CEV-LM: Controlled Edit Vector Language Model for Shaping Natural Language Generations
This addresses the need for tailored text generations in applications like audience-specific content, but it is incremental as it builds on existing control approaches.
The paper tackled the problem of controlling text shape metrics like pacing in language model generations, and introduced CEV-LM, which achieved significantly more targeted and precise control over speed, volume, and circuitousness while preserving semantics and using fewer parameters.

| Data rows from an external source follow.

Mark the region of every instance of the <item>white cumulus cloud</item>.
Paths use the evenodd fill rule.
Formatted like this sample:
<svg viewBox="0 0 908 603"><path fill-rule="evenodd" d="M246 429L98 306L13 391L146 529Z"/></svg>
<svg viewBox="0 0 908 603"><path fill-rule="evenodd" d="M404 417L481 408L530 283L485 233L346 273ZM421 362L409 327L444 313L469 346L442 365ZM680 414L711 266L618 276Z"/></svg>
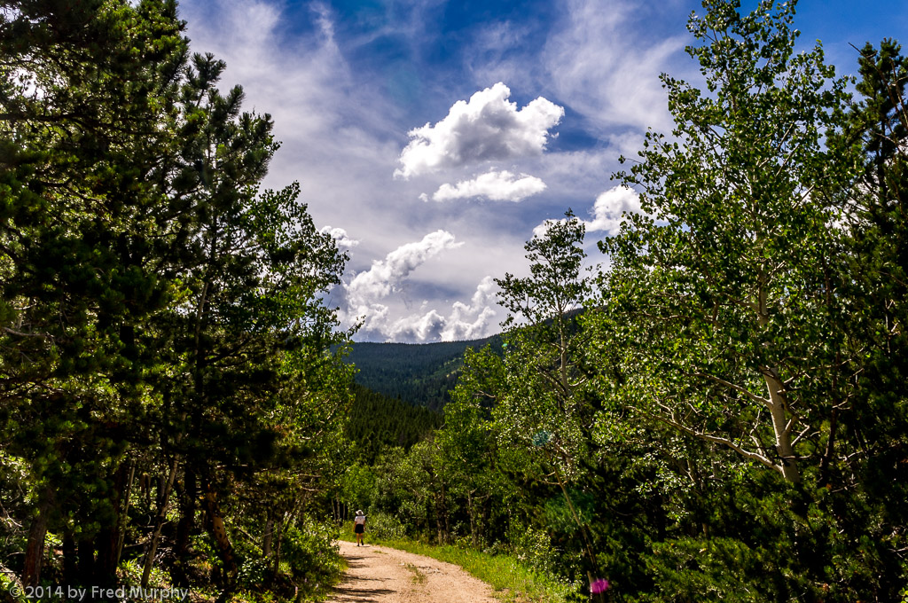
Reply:
<svg viewBox="0 0 908 603"><path fill-rule="evenodd" d="M606 232L612 234L624 222L624 213L642 213L640 197L637 193L622 185L615 186L600 193L593 205L593 219L584 220L587 232ZM533 235L541 237L551 224L563 220L546 220L533 229Z"/></svg>
<svg viewBox="0 0 908 603"><path fill-rule="evenodd" d="M350 238L350 235L347 234L347 231L342 228L331 228L331 226L325 226L320 232L328 233L332 239L334 239L338 247L347 247L349 249L350 247L356 247L360 244L360 242L356 239Z"/></svg>
<svg viewBox="0 0 908 603"><path fill-rule="evenodd" d="M400 245L384 260L376 260L371 268L353 277L346 287L350 304L368 307L373 301L390 295L410 272L432 256L462 244L456 242L454 235L448 231L438 230L424 236L422 241Z"/></svg>
<svg viewBox="0 0 908 603"><path fill-rule="evenodd" d="M432 309L411 314L384 325L372 322L372 329L382 326L382 332L396 341L455 341L481 339L491 334L495 311L495 282L486 276L479 282L469 304L455 302L448 316Z"/></svg>
<svg viewBox="0 0 908 603"><path fill-rule="evenodd" d="M501 172L491 170L472 180L460 181L453 186L448 183L442 184L432 195L432 199L442 202L485 197L489 201L517 203L545 190L546 183L536 176L526 173L518 176L506 170Z"/></svg>
<svg viewBox="0 0 908 603"><path fill-rule="evenodd" d="M541 153L564 108L540 96L518 110L509 97L510 89L498 82L469 102L455 103L435 125L410 130L394 176L408 179L441 168Z"/></svg>

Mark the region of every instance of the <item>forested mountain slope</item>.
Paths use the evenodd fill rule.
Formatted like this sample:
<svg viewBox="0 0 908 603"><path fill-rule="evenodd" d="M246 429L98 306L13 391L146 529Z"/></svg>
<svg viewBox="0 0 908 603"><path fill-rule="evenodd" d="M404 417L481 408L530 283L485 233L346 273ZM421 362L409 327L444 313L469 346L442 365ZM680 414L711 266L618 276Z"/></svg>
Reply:
<svg viewBox="0 0 908 603"><path fill-rule="evenodd" d="M356 382L389 398L440 409L450 401L468 348L487 344L501 350L501 336L440 343L355 343L347 361L359 372Z"/></svg>

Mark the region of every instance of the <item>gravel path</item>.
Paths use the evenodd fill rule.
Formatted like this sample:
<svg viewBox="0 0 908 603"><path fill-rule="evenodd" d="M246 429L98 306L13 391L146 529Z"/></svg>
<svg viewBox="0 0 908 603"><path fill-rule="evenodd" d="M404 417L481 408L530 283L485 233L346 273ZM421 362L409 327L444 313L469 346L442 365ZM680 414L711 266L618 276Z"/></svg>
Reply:
<svg viewBox="0 0 908 603"><path fill-rule="evenodd" d="M343 540L340 554L350 568L329 603L498 603L491 587L450 563Z"/></svg>

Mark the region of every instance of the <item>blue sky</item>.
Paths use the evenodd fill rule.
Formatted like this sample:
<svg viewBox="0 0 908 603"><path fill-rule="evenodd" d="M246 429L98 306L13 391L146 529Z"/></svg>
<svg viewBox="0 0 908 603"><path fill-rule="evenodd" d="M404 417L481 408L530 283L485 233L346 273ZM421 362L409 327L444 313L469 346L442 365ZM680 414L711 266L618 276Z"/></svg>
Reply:
<svg viewBox="0 0 908 603"><path fill-rule="evenodd" d="M744 10L756 3L745 2ZM299 181L350 262L329 299L358 340L433 341L498 331L494 278L568 207L587 242L636 196L620 154L670 119L660 73L696 81L686 25L663 0L183 0L194 52L269 113L282 147L266 186ZM806 48L840 74L849 45L908 40L908 2L802 0Z"/></svg>

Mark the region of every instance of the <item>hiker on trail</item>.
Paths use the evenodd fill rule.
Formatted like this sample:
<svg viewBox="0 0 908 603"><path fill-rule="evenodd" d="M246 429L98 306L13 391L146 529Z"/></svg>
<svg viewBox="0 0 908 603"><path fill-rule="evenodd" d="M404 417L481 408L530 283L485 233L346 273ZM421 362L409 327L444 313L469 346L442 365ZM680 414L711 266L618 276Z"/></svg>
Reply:
<svg viewBox="0 0 908 603"><path fill-rule="evenodd" d="M356 546L365 547L366 543L362 540L362 534L366 531L366 516L363 514L362 509L356 512L356 519L353 519L353 533L356 534Z"/></svg>

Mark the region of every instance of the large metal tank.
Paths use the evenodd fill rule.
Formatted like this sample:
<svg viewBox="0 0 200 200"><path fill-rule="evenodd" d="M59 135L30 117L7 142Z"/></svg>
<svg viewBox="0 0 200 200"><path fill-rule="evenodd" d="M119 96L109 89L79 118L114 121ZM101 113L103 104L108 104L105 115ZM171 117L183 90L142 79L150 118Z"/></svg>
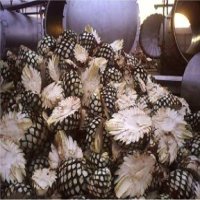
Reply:
<svg viewBox="0 0 200 200"><path fill-rule="evenodd" d="M185 52L180 47L174 25L176 13L185 15L191 25L191 42ZM176 0L170 15L165 19L163 18L165 20L164 28L161 18L153 15L144 21L140 32L140 44L148 56L152 58L161 57L162 74L183 75L189 60L193 55L200 52L200 1ZM152 24L154 25L152 26ZM151 34L149 34L149 30L151 30ZM154 49L147 48L149 46Z"/></svg>
<svg viewBox="0 0 200 200"><path fill-rule="evenodd" d="M125 50L129 52L138 31L138 13L136 0L49 1L46 33L55 37L65 29L81 33L89 24L106 42L124 39Z"/></svg>
<svg viewBox="0 0 200 200"><path fill-rule="evenodd" d="M24 44L36 49L43 36L42 20L21 13L0 10L0 58L8 49L17 51Z"/></svg>

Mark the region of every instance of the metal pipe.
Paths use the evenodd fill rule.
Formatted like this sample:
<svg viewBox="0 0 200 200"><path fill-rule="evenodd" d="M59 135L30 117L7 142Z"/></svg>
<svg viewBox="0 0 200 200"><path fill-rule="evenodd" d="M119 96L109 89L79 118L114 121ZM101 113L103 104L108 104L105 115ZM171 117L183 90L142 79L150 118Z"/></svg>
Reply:
<svg viewBox="0 0 200 200"><path fill-rule="evenodd" d="M192 40L189 45L189 48L186 52L181 50L181 45L178 41L178 35L176 33L176 28L174 24L174 18L176 13L181 13L185 15L190 24L192 31ZM140 45L144 50L144 53L147 52L147 55L151 57L152 51L149 51L149 46L154 46L155 49L159 49L160 46L160 35L163 35L163 48L160 52L160 58L162 62L161 74L163 75L183 75L185 67L191 57L200 51L200 1L197 0L176 0L174 7L172 8L171 13L165 17L163 22L154 18L154 22L147 23L148 18L152 18L152 16L148 17L144 24L142 25L140 31ZM152 26L152 24L154 24ZM157 24L157 25L155 25ZM155 30L151 30L155 28ZM152 31L149 34L148 29ZM153 33L161 33L153 35ZM149 36L148 36L149 34ZM157 38L156 38L157 37ZM145 42L148 41L148 42ZM156 46L157 45L157 46ZM159 55L156 54L158 58ZM154 57L154 54L152 55Z"/></svg>
<svg viewBox="0 0 200 200"><path fill-rule="evenodd" d="M35 1L27 2L27 3L23 3L19 5L8 6L6 9L9 11L15 11L15 10L23 9L23 8L45 4L47 2L48 0L35 0Z"/></svg>
<svg viewBox="0 0 200 200"><path fill-rule="evenodd" d="M164 4L155 4L154 8L158 9L158 8L162 8L162 7L173 7L173 6L174 6L174 4L167 4L167 5L164 5Z"/></svg>
<svg viewBox="0 0 200 200"><path fill-rule="evenodd" d="M136 0L49 1L46 32L53 36L58 36L65 29L81 33L89 24L105 42L124 39L124 49L129 52L139 31L138 12Z"/></svg>
<svg viewBox="0 0 200 200"><path fill-rule="evenodd" d="M42 19L8 10L0 11L0 56L8 49L16 50L21 44L36 49L43 36Z"/></svg>

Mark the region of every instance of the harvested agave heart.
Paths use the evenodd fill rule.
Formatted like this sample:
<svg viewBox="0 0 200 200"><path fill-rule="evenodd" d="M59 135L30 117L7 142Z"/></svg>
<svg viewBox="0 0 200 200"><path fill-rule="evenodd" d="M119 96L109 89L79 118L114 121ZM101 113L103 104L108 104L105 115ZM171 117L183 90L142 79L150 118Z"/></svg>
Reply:
<svg viewBox="0 0 200 200"><path fill-rule="evenodd" d="M79 44L83 46L90 54L97 46L97 41L92 33L83 32L78 37Z"/></svg>
<svg viewBox="0 0 200 200"><path fill-rule="evenodd" d="M30 162L27 163L27 171L29 177L31 177L36 170L48 167L49 167L49 162L47 156L44 155L34 156L32 159L30 159Z"/></svg>
<svg viewBox="0 0 200 200"><path fill-rule="evenodd" d="M11 82L12 81L12 74L9 65L0 60L0 74L1 78L5 82Z"/></svg>
<svg viewBox="0 0 200 200"><path fill-rule="evenodd" d="M47 192L53 187L56 182L56 171L49 168L37 169L34 171L31 179L33 188L36 190L38 197L45 197Z"/></svg>
<svg viewBox="0 0 200 200"><path fill-rule="evenodd" d="M21 104L23 109L35 119L42 112L40 72L33 67L25 66L22 71L22 83L25 91L21 94Z"/></svg>
<svg viewBox="0 0 200 200"><path fill-rule="evenodd" d="M115 54L114 50L110 44L102 43L99 49L97 50L95 56L102 57L102 58L112 61L114 59L114 54Z"/></svg>
<svg viewBox="0 0 200 200"><path fill-rule="evenodd" d="M119 66L114 63L108 63L103 73L103 85L109 84L111 81L113 82L121 82L123 78L122 71L119 69Z"/></svg>
<svg viewBox="0 0 200 200"><path fill-rule="evenodd" d="M51 136L44 118L38 116L37 120L20 139L20 147L23 149L26 158L31 159L33 155L41 154L41 150L44 151L45 143L47 143L49 137Z"/></svg>
<svg viewBox="0 0 200 200"><path fill-rule="evenodd" d="M101 103L101 96L99 89L90 96L88 115L89 116L102 116L103 108Z"/></svg>
<svg viewBox="0 0 200 200"><path fill-rule="evenodd" d="M197 133L187 144L188 149L191 152L191 155L197 156L200 158L200 134Z"/></svg>
<svg viewBox="0 0 200 200"><path fill-rule="evenodd" d="M104 108L104 114L109 119L116 112L115 101L117 91L114 87L107 85L101 89L101 100Z"/></svg>
<svg viewBox="0 0 200 200"><path fill-rule="evenodd" d="M96 169L89 177L87 189L92 197L108 198L112 189L112 175L109 168Z"/></svg>
<svg viewBox="0 0 200 200"><path fill-rule="evenodd" d="M52 82L43 88L41 93L42 107L53 109L61 100L64 100L64 91L61 83Z"/></svg>
<svg viewBox="0 0 200 200"><path fill-rule="evenodd" d="M4 192L4 199L34 199L36 193L27 183L11 183Z"/></svg>
<svg viewBox="0 0 200 200"><path fill-rule="evenodd" d="M188 156L179 164L180 168L186 168L194 171L198 176L200 176L200 158L197 156Z"/></svg>
<svg viewBox="0 0 200 200"><path fill-rule="evenodd" d="M90 96L99 88L99 70L106 67L107 60L105 58L93 58L88 65L89 67L81 74L81 81L83 84L82 105L84 106L88 106Z"/></svg>
<svg viewBox="0 0 200 200"><path fill-rule="evenodd" d="M57 42L57 45L59 45L59 43L62 40L68 40L69 38L73 38L74 40L77 40L77 37L78 37L77 33L75 33L73 30L68 29L68 30L63 31L59 35L59 37L58 37L56 42Z"/></svg>
<svg viewBox="0 0 200 200"><path fill-rule="evenodd" d="M70 158L62 161L58 169L58 190L65 198L83 194L88 176L84 159Z"/></svg>
<svg viewBox="0 0 200 200"><path fill-rule="evenodd" d="M115 172L115 194L117 198L133 198L144 195L151 185L156 159L144 152L135 152L124 157L124 162Z"/></svg>
<svg viewBox="0 0 200 200"><path fill-rule="evenodd" d="M136 66L133 69L133 80L135 89L138 93L146 92L147 72L142 66Z"/></svg>
<svg viewBox="0 0 200 200"><path fill-rule="evenodd" d="M20 46L18 57L17 57L17 66L23 69L26 65L33 67L37 70L40 70L40 64L42 63L43 58L39 56L36 52L30 50L28 47L23 45Z"/></svg>
<svg viewBox="0 0 200 200"><path fill-rule="evenodd" d="M172 164L184 140L192 138L183 116L170 108L161 108L152 117L154 136L158 141L159 162Z"/></svg>
<svg viewBox="0 0 200 200"><path fill-rule="evenodd" d="M198 199L200 182L189 170L178 168L170 172L162 190L173 199Z"/></svg>
<svg viewBox="0 0 200 200"><path fill-rule="evenodd" d="M0 135L19 144L20 139L32 125L32 120L26 114L21 112L9 112L3 115L0 120Z"/></svg>
<svg viewBox="0 0 200 200"><path fill-rule="evenodd" d="M194 131L200 131L200 111L187 114L184 118Z"/></svg>
<svg viewBox="0 0 200 200"><path fill-rule="evenodd" d="M155 104L153 104L152 112L155 113L160 108L171 108L171 109L179 110L181 106L182 104L179 101L179 99L176 96L169 93L168 95L163 96L160 99L158 99L155 102Z"/></svg>
<svg viewBox="0 0 200 200"><path fill-rule="evenodd" d="M75 70L70 70L69 72L63 73L61 76L61 81L65 97L81 97L83 95L82 82L80 76Z"/></svg>
<svg viewBox="0 0 200 200"><path fill-rule="evenodd" d="M92 119L87 128L86 128L86 138L85 138L85 147L90 149L91 145L95 141L95 136L99 135L102 137L103 134L103 119L102 117L96 116Z"/></svg>
<svg viewBox="0 0 200 200"><path fill-rule="evenodd" d="M8 183L22 182L26 176L24 153L10 139L1 137L0 140L0 176Z"/></svg>
<svg viewBox="0 0 200 200"><path fill-rule="evenodd" d="M47 119L52 130L76 130L80 124L81 102L78 97L68 97L58 103Z"/></svg>
<svg viewBox="0 0 200 200"><path fill-rule="evenodd" d="M139 143L139 148L148 143L151 126L151 118L137 107L120 110L105 122L105 129L114 140L123 146Z"/></svg>
<svg viewBox="0 0 200 200"><path fill-rule="evenodd" d="M74 47L76 41L74 38L61 38L60 42L56 45L54 54L59 56L61 60L73 59L74 57Z"/></svg>
<svg viewBox="0 0 200 200"><path fill-rule="evenodd" d="M42 56L46 56L50 51L53 51L56 46L56 40L52 36L43 37L37 45L37 52Z"/></svg>

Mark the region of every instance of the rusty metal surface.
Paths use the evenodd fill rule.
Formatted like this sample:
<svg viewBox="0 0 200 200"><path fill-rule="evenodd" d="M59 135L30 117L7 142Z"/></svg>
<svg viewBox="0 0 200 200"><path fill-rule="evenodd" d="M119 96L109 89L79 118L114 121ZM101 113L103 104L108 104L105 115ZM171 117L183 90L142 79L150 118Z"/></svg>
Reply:
<svg viewBox="0 0 200 200"><path fill-rule="evenodd" d="M8 10L0 10L0 15L2 22L0 43L3 43L0 49L1 57L7 49L15 50L21 44L36 49L43 35L42 21Z"/></svg>
<svg viewBox="0 0 200 200"><path fill-rule="evenodd" d="M185 69L181 96L193 109L200 109L200 53L193 56Z"/></svg>
<svg viewBox="0 0 200 200"><path fill-rule="evenodd" d="M160 28L164 16L153 14L145 19L140 29L139 42L144 53L151 58L160 58L161 41Z"/></svg>
<svg viewBox="0 0 200 200"><path fill-rule="evenodd" d="M58 37L63 32L63 11L66 1L49 1L45 13L45 33Z"/></svg>
<svg viewBox="0 0 200 200"><path fill-rule="evenodd" d="M186 52L182 52L180 44L177 39L177 34L175 31L174 26L174 17L175 13L181 13L185 15L190 24L191 24L191 31L192 31L192 40L189 45L189 48ZM148 21L154 21L153 22ZM144 52L152 57L155 58L154 49L158 50L159 52L159 42L163 44L161 49L161 54L157 54L157 57L161 58L162 68L161 74L163 75L183 75L185 67L187 63L191 59L191 57L200 52L200 1L199 0L176 0L172 12L169 14L164 21L164 34L162 33L162 27L160 28L161 34L158 34L158 29L160 26L160 22L156 17L150 16L144 21L142 25L142 31L140 33L140 37L147 41L141 43ZM152 26L150 25L152 24ZM163 24L163 23L162 23ZM145 27L146 26L146 27ZM163 25L162 25L163 26ZM151 28L150 28L151 27ZM144 30L146 30L146 34L144 34ZM150 31L151 30L151 31ZM163 38L159 38L159 36L164 35ZM152 53L153 52L153 53ZM155 55L154 55L155 54Z"/></svg>
<svg viewBox="0 0 200 200"><path fill-rule="evenodd" d="M65 5L63 1L59 5L58 2L49 1L46 32L54 36L63 29L80 33L89 24L106 42L124 39L125 50L129 52L138 31L138 12L136 0L68 0Z"/></svg>

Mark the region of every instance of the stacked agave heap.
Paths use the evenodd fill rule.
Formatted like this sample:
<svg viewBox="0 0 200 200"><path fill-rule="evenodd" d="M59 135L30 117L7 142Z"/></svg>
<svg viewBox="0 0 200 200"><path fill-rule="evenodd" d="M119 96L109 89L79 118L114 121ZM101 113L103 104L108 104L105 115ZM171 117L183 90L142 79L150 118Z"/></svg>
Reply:
<svg viewBox="0 0 200 200"><path fill-rule="evenodd" d="M200 198L200 111L123 40L66 30L0 69L2 198Z"/></svg>

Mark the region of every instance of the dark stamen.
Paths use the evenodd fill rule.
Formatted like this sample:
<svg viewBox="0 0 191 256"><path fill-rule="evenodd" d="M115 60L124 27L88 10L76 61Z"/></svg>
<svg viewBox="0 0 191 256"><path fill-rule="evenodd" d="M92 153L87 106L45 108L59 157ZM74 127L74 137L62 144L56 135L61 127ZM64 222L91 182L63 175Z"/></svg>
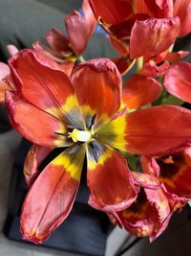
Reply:
<svg viewBox="0 0 191 256"><path fill-rule="evenodd" d="M68 137L69 136L69 133L68 132L65 132L65 133L54 132L54 134L60 135L60 136L64 136L64 137Z"/></svg>
<svg viewBox="0 0 191 256"><path fill-rule="evenodd" d="M86 118L86 128L92 128L93 125L95 124L95 120L96 120L96 114L95 114L93 117L91 116L87 116Z"/></svg>

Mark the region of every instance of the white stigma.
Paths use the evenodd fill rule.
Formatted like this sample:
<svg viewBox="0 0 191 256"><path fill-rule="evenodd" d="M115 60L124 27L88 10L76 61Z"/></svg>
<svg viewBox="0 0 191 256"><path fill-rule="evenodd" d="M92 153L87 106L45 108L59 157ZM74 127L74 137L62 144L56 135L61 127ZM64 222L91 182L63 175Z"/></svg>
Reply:
<svg viewBox="0 0 191 256"><path fill-rule="evenodd" d="M87 142L92 139L92 134L90 131L74 128L73 132L70 132L69 137L72 138L74 142Z"/></svg>

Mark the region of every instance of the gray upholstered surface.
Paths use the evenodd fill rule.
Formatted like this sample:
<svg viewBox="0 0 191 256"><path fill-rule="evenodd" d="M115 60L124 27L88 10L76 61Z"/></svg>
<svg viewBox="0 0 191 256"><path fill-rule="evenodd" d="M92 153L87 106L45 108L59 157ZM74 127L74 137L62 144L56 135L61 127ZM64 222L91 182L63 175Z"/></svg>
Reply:
<svg viewBox="0 0 191 256"><path fill-rule="evenodd" d="M5 238L2 228L6 219L11 166L20 136L13 130L0 134L0 256L76 256L68 252L55 251L19 244ZM142 239L124 256L188 256L191 251L191 220L187 210L176 214L164 234L152 244ZM129 235L118 228L108 239L106 256L113 256L121 244L126 244Z"/></svg>

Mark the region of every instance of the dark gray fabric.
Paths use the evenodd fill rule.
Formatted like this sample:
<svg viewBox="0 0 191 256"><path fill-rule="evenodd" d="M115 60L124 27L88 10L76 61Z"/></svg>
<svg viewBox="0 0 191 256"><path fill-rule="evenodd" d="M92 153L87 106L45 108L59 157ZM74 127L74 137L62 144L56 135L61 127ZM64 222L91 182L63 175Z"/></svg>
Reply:
<svg viewBox="0 0 191 256"><path fill-rule="evenodd" d="M0 60L9 55L7 44L19 49L32 47L35 40L45 42L44 35L52 28L65 31L63 18L74 9L81 8L81 0L0 0ZM105 35L95 35L86 51L86 58L111 57L114 50Z"/></svg>

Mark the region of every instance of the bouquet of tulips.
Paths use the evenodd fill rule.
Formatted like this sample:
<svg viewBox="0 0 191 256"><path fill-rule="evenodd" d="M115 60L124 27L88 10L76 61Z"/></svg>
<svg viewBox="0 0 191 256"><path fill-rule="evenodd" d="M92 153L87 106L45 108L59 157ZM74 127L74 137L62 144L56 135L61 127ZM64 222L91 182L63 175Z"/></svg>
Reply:
<svg viewBox="0 0 191 256"><path fill-rule="evenodd" d="M49 46L9 45L0 63L0 102L33 143L21 234L41 244L65 221L85 165L88 203L152 242L191 199L191 110L180 106L191 103L191 64L173 51L191 32L191 1L84 0L64 22L67 35L52 28ZM84 59L97 26L117 58Z"/></svg>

As large-scale language models become the standard for text generation, there is a greater need to tailor the generations to be more or less concise, targeted, and informative, depending on the audience/application. Existing control approaches primarily adjust the semantic (e.g., emotion, topics), structural (e.g., syntax tree, parts-of-speech), and lexical (e.g., keyword/phrase inclusion) properties of text, but are insufficient to accomplish complex objectives such as pacing which control the complexity and readability of the text. In this paper, we introduce CEV-LM - a lightweight, semi-autoregressive language model that utilizes constrained edit vectors to control three complementary metrics (speed, volume, and circuitousness) that quantify the shape of text (e.g., pacing of content). We study an extensive set of state-of-the-art CTG models and find that CEV-LM provides significantly more targeted and precise control of these three metrics while preserving semantic content, using less training data, and containing fewer parameters.